If the entity classes are all in the same package, it is the same as above, which is very simple; if the entity classes are distributed under each package, I'm sorry, add them one by one.
Third-party package
You need to find all the added dependencies in the project file, and then go to the official website or github to find the corresponding obfuscation code and add it to our own obfuscation file.
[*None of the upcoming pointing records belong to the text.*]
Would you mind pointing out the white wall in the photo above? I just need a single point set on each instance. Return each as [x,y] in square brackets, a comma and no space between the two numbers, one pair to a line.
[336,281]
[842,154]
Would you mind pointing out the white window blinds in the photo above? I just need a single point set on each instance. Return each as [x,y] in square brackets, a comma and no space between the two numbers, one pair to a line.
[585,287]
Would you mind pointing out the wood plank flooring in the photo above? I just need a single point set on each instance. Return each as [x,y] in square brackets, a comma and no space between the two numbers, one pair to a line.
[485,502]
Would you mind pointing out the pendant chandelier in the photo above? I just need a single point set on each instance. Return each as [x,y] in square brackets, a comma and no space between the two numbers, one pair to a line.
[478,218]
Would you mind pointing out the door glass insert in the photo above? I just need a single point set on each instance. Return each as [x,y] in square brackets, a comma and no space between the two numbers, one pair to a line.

If it is a jar package, it is like writing as follows
#log4j
-libraryjars log4j-1.2.
-dontwarn .log4j.**
-keep class .log4j.** { *;}
The general meaning is not to be confused or warn. If gradle reports an error, you can consider commenting out the sentence -libraryjars log4j-1.2.
Related to JS interaction
If not, you can skip
-keep class The package where your class resides.** { *; }
If it is an internal class, write it like this:
-keepclasseswithmembers class The package where your class resides.Parent class$Subclass { <methods>; }
Reflection related
No to skip
-keep class The package where your class resides.** { *; }
OK, that's fine, but the confusion is actually very simple!
If you have any questions, please leave a message or go to the community of this site to exchange and discuss. Thank you for reading. I hope it can help you. Thank you for your support for this site!